Además, la operación del obeso, ineficiente y costoso aparato estatal tiene al país sumido en una grave crisis fiscal y, como solución, se pretende endeudarnos más, en vez de hacer antes una justa y necesaria reforma del Estado.
Es urgente que nuestros líderes políticos mediten y sean conscientes de que su responsabilidad en el bienestar no es solo con quienes laboran en las instituciones estatales, sino para con todos los habitantes del territorio nacional.
Causa tristeza y molestia saber que hemos llegado a un límite peligroso para nuestra democracia y que ni siquiera la crisis fiscal y la pandemia juntas hayan podido hacer comprender a Carlos Alvarado, a su partido y a muchos otros políticos que el estatismo iniciado hace 50 años no debe continuar, es clasista: muy bueno para muy pocos y muy malo para la gran mayoría, es decir, dañino para la democracia.
Reforma del Estado.

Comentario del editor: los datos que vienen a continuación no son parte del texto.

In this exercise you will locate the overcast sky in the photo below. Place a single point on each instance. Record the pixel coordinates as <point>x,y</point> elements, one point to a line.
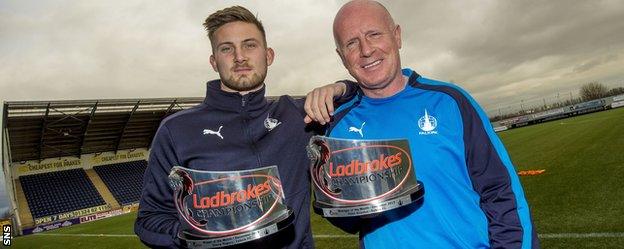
<point>502,52</point>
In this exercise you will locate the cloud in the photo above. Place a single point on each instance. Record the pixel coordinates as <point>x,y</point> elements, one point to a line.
<point>500,51</point>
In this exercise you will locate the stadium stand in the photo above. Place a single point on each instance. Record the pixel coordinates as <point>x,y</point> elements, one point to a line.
<point>59,192</point>
<point>124,180</point>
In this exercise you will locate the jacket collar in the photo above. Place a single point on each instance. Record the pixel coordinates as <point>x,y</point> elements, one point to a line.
<point>231,101</point>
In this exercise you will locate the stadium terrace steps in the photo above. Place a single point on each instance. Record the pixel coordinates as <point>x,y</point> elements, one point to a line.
<point>124,180</point>
<point>25,216</point>
<point>102,189</point>
<point>59,192</point>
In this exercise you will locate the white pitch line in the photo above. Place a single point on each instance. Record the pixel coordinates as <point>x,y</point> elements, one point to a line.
<point>333,236</point>
<point>579,235</point>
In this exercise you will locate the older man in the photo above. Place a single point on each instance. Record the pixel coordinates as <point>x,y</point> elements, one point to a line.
<point>235,128</point>
<point>473,197</point>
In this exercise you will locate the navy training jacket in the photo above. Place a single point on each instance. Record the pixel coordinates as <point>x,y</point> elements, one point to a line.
<point>243,142</point>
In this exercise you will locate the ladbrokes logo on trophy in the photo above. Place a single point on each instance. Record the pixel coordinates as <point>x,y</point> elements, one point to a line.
<point>355,167</point>
<point>225,208</point>
<point>359,177</point>
<point>222,199</point>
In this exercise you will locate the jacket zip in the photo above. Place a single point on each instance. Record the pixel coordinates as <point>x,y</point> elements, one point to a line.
<point>247,129</point>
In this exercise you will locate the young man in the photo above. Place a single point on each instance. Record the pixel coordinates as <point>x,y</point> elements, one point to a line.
<point>245,131</point>
<point>473,197</point>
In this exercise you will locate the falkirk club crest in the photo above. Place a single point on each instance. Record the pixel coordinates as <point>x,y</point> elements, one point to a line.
<point>427,124</point>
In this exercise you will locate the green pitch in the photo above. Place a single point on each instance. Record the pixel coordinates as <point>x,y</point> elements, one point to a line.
<point>580,194</point>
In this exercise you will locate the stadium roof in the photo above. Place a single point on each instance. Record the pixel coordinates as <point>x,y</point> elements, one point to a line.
<point>47,129</point>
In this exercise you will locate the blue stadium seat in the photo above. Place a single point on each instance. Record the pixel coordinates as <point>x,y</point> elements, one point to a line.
<point>124,180</point>
<point>59,192</point>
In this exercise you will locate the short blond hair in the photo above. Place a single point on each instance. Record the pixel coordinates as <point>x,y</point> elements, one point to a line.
<point>232,14</point>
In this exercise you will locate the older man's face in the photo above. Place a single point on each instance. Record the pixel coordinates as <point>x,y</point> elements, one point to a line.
<point>368,44</point>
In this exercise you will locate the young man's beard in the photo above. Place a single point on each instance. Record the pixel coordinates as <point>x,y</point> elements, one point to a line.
<point>243,84</point>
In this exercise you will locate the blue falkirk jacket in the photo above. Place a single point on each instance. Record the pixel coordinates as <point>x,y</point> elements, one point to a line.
<point>473,197</point>
<point>244,142</point>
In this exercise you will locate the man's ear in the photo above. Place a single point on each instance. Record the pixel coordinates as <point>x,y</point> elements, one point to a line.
<point>213,62</point>
<point>270,56</point>
<point>344,62</point>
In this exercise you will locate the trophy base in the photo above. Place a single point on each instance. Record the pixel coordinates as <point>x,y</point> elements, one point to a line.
<point>371,208</point>
<point>194,241</point>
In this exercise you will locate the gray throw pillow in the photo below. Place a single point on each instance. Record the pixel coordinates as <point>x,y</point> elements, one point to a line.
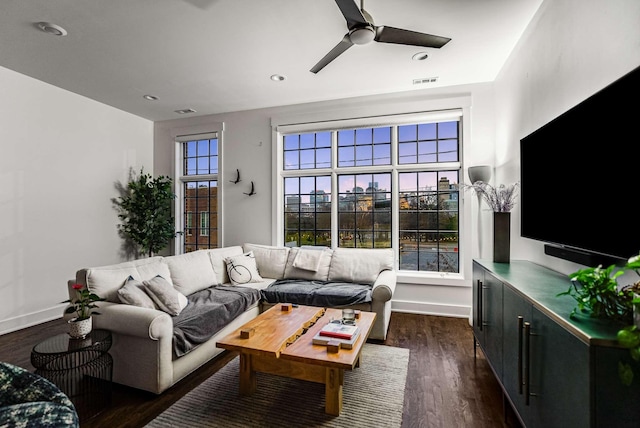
<point>165,296</point>
<point>132,293</point>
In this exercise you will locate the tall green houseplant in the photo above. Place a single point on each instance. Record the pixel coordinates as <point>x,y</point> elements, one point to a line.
<point>145,212</point>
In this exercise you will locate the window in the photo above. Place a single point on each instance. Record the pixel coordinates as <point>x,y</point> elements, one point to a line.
<point>390,185</point>
<point>204,223</point>
<point>198,201</point>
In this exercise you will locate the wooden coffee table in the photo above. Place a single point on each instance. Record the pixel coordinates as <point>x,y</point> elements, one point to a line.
<point>280,343</point>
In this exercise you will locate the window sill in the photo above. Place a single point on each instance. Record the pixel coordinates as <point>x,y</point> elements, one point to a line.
<point>432,278</point>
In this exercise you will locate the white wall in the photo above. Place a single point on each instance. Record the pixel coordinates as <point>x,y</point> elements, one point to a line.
<point>60,157</point>
<point>572,49</point>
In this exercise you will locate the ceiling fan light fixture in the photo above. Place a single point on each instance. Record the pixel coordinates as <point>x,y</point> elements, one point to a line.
<point>420,56</point>
<point>362,35</point>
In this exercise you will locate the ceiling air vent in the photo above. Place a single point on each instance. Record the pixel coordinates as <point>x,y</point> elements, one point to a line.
<point>425,80</point>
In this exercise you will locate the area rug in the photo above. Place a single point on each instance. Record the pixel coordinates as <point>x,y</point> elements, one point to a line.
<point>373,396</point>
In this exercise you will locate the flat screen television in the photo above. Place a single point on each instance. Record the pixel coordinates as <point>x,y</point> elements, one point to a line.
<point>580,178</point>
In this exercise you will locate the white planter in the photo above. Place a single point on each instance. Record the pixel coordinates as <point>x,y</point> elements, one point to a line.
<point>80,329</point>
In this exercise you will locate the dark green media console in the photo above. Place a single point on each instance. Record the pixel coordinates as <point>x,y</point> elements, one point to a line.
<point>555,371</point>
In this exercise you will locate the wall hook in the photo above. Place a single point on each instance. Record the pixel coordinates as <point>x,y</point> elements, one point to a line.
<point>237,180</point>
<point>252,191</point>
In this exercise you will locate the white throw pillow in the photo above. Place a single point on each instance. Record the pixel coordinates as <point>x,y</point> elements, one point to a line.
<point>242,269</point>
<point>132,293</point>
<point>191,272</point>
<point>271,260</point>
<point>165,296</point>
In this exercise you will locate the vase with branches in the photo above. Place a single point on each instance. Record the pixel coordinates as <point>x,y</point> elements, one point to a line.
<point>499,199</point>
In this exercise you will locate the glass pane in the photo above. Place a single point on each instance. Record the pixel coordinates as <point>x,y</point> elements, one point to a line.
<point>364,136</point>
<point>407,153</point>
<point>323,158</point>
<point>307,141</point>
<point>407,133</point>
<point>408,220</point>
<point>291,185</point>
<point>382,154</point>
<point>448,151</point>
<point>203,148</point>
<point>346,157</point>
<point>203,165</point>
<point>382,135</point>
<point>190,149</point>
<point>323,221</point>
<point>427,131</point>
<point>448,129</point>
<point>291,142</point>
<point>323,139</point>
<point>363,155</point>
<point>307,159</point>
<point>346,138</point>
<point>291,160</point>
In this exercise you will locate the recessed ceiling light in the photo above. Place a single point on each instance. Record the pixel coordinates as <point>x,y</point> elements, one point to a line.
<point>50,28</point>
<point>420,56</point>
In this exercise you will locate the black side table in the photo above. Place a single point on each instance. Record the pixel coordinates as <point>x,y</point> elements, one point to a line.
<point>82,368</point>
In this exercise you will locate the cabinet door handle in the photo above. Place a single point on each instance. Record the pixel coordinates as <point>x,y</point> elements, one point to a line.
<point>520,327</point>
<point>527,363</point>
<point>480,308</point>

No hace falta ser economista para entender que antes de pedir prestado al Fondo Monetario Internacional y endeudar más el país, el gobierno debe recorta gastos, vender activos —lo cual no significa crear desempleo, los activos sin empleados no funcionan—, eliminar entes innecesarios u obsoletos y aprobar una ley de empleo público que elimine las convenciones colectivas y no deje abiertos portillos que aumenten el costo de la planilla estatal.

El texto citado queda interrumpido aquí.